SPACs have turned from a Wall Street experiment into a global talking point, and every firm wants a slice. I look at what’s really driving the boom, how the UK and US markets differ, and which law firms are positioning themselves for the inevitable reality check.
Every few years the market invents a new acronym and calls it innovation. In 2021, that acronym is SPAC.
Special Purpose Acquisition Companies, blank-cheque vehicles promising fast access to public markets, have exploded. Dozens are listing in New York every week, and the ripple has reached London.
The question is whether this is the new frontier of capital markets or just another cycle dressed as disruption.
Right now, it feels like everyone wants in.
US firms with strong ECM benches are fielding calls daily from sponsors who, six months ago, hadn’t heard the term SPAC. UK firms are scrambling to prove they can deliver the same speed and flexibility as their US counterparts.
Clients see quick liquidity. Lawyers see deal flow. Both might be right, for now.
But this level of activity isn’t about product innovation; it’s about excess capital searching for a home.
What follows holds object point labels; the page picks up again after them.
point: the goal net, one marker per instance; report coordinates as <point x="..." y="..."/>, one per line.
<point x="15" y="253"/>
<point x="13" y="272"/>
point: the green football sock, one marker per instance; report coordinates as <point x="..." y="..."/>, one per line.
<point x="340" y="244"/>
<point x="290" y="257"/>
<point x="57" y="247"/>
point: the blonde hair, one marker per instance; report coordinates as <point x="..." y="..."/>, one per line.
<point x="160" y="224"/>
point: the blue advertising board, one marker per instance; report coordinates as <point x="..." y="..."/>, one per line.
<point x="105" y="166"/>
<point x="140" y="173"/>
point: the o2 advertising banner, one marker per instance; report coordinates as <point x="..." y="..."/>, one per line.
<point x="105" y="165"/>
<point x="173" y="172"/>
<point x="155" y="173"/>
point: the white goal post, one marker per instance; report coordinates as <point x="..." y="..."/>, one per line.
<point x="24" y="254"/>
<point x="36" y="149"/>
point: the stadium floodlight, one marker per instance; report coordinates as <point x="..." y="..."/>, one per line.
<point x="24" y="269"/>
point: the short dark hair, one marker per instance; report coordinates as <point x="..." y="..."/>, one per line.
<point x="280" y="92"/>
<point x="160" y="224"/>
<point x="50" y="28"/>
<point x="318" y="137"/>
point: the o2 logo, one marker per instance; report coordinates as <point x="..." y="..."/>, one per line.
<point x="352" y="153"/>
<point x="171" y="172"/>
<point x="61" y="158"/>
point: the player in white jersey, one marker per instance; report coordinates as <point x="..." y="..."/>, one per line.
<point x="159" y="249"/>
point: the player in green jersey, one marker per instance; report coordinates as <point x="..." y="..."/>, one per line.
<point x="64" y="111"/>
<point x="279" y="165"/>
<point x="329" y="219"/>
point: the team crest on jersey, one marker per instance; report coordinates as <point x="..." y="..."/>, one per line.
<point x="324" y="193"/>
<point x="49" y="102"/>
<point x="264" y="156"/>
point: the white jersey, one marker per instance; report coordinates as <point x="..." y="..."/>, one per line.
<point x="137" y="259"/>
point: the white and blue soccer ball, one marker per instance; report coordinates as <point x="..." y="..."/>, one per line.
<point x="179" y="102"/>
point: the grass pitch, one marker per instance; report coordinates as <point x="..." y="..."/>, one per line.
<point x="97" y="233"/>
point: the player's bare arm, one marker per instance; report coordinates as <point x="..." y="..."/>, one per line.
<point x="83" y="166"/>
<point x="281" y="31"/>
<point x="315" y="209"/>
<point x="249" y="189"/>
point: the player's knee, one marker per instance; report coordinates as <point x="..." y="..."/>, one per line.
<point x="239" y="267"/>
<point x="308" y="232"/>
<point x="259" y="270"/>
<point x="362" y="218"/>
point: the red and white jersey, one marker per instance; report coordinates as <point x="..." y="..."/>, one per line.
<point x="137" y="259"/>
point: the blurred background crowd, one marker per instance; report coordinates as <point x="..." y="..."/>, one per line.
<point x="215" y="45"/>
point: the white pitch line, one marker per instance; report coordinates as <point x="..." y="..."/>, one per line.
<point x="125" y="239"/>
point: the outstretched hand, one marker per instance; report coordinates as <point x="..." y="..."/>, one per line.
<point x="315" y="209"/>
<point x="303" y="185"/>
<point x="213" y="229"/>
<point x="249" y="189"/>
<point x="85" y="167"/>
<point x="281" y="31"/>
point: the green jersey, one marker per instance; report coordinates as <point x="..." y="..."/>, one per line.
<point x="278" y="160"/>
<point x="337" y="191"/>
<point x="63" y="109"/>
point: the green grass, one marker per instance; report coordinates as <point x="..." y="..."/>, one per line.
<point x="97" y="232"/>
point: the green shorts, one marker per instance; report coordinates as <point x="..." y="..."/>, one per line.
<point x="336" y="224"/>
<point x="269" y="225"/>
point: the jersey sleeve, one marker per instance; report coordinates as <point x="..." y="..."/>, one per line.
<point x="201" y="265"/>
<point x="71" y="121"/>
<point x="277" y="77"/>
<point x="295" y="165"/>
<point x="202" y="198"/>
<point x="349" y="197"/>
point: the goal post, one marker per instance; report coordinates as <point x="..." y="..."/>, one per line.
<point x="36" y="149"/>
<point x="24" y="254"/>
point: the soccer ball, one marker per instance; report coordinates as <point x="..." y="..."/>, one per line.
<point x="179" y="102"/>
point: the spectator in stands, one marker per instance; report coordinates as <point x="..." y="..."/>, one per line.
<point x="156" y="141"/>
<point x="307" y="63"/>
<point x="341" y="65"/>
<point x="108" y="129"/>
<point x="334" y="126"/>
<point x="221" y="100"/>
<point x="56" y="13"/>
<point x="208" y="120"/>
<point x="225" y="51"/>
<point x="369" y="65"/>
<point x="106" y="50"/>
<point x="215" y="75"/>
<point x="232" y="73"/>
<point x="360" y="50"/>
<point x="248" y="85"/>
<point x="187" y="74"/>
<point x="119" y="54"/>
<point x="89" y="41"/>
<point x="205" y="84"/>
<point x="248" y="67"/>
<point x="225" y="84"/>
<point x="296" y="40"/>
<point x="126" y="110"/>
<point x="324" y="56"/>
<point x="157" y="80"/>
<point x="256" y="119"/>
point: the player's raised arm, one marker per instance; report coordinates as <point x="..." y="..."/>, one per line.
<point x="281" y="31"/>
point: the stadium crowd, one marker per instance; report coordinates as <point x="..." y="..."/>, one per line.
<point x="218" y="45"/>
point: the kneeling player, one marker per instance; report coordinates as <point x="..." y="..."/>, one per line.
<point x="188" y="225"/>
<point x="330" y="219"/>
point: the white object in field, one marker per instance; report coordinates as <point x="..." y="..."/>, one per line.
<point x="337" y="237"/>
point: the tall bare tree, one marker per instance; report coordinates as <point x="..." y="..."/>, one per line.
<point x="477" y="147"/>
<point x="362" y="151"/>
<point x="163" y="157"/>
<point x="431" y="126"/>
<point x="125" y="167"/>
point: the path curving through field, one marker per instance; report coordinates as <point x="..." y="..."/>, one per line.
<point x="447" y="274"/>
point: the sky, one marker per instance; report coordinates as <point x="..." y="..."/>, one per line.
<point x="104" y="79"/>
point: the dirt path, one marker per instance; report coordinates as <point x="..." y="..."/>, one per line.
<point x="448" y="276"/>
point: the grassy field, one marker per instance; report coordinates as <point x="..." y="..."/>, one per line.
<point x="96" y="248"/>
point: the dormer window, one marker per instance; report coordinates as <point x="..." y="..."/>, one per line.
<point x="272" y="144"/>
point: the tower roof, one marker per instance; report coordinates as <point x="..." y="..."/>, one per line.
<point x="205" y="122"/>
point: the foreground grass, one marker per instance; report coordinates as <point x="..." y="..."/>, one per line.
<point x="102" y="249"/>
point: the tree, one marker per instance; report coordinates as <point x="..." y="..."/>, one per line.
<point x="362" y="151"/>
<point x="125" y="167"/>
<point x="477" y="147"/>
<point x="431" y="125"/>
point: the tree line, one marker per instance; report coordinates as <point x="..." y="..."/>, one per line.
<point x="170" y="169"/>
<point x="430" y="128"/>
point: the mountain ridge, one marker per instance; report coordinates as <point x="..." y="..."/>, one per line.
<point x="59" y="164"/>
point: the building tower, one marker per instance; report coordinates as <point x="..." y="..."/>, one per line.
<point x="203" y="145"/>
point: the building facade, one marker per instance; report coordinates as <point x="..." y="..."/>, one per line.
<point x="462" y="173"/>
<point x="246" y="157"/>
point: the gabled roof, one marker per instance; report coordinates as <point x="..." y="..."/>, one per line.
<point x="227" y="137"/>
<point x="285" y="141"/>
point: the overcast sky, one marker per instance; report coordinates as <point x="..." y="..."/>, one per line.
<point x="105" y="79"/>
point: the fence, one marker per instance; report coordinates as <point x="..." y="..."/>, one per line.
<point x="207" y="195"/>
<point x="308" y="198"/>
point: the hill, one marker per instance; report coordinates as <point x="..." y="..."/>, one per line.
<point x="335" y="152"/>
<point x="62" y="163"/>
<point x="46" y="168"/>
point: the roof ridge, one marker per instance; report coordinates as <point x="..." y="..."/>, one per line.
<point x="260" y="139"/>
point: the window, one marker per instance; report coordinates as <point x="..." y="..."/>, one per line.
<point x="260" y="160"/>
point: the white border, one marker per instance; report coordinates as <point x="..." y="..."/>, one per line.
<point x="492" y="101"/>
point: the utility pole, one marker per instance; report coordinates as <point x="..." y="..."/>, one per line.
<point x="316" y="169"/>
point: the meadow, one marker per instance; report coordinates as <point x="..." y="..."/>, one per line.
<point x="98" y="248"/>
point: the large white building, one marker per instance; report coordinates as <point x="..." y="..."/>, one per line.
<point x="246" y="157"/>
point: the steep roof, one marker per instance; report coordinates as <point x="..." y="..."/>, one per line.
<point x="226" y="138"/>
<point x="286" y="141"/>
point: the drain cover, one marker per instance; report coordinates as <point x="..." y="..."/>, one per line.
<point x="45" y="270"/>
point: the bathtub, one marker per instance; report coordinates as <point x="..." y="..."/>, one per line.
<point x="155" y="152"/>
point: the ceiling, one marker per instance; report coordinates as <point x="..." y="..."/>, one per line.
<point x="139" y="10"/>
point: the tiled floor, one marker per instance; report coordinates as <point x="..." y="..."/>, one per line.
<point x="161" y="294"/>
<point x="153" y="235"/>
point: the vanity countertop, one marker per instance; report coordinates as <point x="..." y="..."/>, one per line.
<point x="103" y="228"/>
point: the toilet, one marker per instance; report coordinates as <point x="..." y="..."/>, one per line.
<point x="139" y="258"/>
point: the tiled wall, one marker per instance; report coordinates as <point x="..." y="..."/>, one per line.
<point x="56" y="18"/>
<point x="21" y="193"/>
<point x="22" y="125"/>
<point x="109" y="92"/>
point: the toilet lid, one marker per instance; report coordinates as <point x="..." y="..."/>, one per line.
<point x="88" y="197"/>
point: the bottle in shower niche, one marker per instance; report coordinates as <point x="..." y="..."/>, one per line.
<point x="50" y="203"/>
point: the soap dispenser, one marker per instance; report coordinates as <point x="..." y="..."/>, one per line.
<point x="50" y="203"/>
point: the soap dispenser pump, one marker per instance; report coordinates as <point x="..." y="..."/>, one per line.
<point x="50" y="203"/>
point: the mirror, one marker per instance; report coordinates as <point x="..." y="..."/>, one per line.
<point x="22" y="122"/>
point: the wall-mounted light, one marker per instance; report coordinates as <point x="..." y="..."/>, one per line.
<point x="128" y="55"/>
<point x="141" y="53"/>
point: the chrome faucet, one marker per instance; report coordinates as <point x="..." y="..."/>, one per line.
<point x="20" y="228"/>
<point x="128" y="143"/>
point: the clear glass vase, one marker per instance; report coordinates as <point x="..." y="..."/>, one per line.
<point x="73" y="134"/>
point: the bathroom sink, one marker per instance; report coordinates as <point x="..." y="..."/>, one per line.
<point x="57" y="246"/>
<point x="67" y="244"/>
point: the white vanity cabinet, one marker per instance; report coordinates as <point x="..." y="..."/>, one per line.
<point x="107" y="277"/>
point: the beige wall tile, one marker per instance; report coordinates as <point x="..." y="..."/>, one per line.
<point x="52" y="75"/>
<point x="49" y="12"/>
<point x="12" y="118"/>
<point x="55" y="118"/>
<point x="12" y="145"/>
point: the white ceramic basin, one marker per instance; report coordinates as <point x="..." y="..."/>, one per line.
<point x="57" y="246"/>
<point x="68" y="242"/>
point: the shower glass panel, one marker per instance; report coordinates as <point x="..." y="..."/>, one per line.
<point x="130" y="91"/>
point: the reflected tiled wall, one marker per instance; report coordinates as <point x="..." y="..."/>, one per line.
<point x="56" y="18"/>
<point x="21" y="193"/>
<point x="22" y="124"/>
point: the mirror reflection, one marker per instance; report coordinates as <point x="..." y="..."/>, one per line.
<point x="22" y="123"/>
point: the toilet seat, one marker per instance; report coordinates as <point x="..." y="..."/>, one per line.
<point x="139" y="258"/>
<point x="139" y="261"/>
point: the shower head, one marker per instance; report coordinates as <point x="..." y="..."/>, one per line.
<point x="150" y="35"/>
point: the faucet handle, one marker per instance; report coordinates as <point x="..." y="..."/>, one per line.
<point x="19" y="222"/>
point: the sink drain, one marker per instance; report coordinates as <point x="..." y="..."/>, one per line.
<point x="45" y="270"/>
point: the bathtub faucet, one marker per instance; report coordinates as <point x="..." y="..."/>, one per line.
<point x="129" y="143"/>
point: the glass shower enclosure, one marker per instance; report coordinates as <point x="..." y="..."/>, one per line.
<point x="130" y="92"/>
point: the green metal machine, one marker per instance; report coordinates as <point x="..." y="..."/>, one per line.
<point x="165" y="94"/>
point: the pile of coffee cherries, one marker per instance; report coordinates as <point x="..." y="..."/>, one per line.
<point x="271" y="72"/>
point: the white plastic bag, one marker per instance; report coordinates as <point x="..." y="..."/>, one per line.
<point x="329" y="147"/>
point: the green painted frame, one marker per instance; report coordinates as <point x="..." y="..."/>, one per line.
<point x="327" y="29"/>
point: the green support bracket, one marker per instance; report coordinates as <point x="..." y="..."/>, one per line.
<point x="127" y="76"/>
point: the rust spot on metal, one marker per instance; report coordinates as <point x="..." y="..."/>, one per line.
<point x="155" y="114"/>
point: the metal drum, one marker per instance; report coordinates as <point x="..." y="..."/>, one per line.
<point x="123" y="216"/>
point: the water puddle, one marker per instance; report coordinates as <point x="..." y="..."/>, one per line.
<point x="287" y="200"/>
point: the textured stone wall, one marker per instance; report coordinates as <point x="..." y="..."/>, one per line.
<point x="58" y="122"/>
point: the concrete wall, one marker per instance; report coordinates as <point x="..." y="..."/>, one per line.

The legal market needs to remember that.
The London angle
The UK market is, predictably, trying to catch up.
The FCA’s review of listing rules is designed to make SPACs more attractive here, but London is a more cautious ecosystem. Sponsors and banks want to know the regulatory guardrails before they commit serious money.
Still, the appetite is real. I’ve seen several firms reposition their ECM partners overnight to capture this wave, a sensible move if managed carefully, a dangerous one if it distracts from core M&A.
The firms best placed to win aren’t those shouting “SPAC!” the loudest, but those with existing IPO discipline and sponsor relationships.
The US dominance
In the US, the story is more mature, and more competitive. Kirkland, Skadden, Paul Weiss, and Latham are running the table. They’ve got the relationships, the banking ties, and the muscle memory for complex SEC work.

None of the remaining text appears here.